Philippe Camus, chairman and CEO, said of the deal: “The process is now moving into its final stages, and between the two companies, we are extremely confident of concluding it, as previously indicated, in the first quarter of next year – with a new and exciting global powerhouse in communications technology emerging as a result.”

The company reported a loss attributable to shareholders of €206 million, compared with a loss of €18 million in the prior-year period, on revenue of €3.43 billion, up 5 per cent. At constant currency, revenue would have declined by 6 per cent.

The increase in red ink was attributed to a non-cash impairment charge related to Alcatel-Lucent Submarine Networks, to the tune of €193 million.

It said that its adjusted operating income of €212 million was up 42 per cent year-on-year.

For its Core Networking unit, adjusted operating income increased 28 per cent to €151 million, on revenue of €1.61 billion, up 11 per cent. The improvement in profitability was attributed to improvements in its IP Platforms business.

For the Access unit, adjusted operating income increased 21 per cent to €83 million on revenue of €1.81 billion, which was essentially flat.
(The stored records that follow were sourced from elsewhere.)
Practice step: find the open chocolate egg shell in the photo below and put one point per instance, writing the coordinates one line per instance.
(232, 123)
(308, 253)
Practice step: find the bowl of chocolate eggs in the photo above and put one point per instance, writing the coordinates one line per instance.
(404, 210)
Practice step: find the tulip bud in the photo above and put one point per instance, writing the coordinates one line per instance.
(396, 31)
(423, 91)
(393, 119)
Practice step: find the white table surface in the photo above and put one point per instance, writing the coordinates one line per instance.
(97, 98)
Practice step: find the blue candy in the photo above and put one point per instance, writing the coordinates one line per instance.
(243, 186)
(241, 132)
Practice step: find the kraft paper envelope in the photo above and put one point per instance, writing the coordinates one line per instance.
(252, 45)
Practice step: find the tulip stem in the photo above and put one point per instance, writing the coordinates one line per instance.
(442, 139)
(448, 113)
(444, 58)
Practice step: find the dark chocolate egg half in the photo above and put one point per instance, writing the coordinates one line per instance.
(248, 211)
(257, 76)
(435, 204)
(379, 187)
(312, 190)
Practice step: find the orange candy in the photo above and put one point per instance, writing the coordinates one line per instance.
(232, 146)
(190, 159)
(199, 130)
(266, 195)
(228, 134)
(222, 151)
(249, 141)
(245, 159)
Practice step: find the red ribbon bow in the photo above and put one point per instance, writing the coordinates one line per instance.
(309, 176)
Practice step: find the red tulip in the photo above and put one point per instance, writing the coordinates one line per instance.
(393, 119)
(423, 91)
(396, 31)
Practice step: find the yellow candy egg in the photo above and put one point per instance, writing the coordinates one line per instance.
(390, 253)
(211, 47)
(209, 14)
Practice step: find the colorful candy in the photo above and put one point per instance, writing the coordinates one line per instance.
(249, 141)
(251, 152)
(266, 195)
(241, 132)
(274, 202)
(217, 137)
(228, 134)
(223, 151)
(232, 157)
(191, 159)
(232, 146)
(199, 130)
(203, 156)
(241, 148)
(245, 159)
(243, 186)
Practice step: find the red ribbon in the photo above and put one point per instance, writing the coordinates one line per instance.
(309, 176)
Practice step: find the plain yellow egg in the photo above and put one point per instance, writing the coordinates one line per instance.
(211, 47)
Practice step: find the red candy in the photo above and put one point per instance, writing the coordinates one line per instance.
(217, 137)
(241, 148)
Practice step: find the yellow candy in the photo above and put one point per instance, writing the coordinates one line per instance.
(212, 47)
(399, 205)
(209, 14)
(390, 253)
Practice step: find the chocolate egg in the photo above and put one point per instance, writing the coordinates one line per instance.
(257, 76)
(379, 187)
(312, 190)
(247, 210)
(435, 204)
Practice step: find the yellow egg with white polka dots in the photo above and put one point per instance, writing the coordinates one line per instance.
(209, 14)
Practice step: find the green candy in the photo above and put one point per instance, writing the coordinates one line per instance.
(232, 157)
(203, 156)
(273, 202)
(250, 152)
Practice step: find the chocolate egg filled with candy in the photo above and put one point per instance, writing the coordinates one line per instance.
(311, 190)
Within this, Wireless Access revenue increased 1 per cent to €1.18 billion, although this was down 13 per cent at constant currency.

It said that the Wireless unit benefited from continued LTE deployments and volume catch-up from the prior quarter, and its “focus on the development of 5G networks continues to progress”.

And it also said that fixed cost savings of €126 million in the quarter led to a total of €872 million, or “more than 90 per cent” of the objectives set out under the company’s Shift Plan.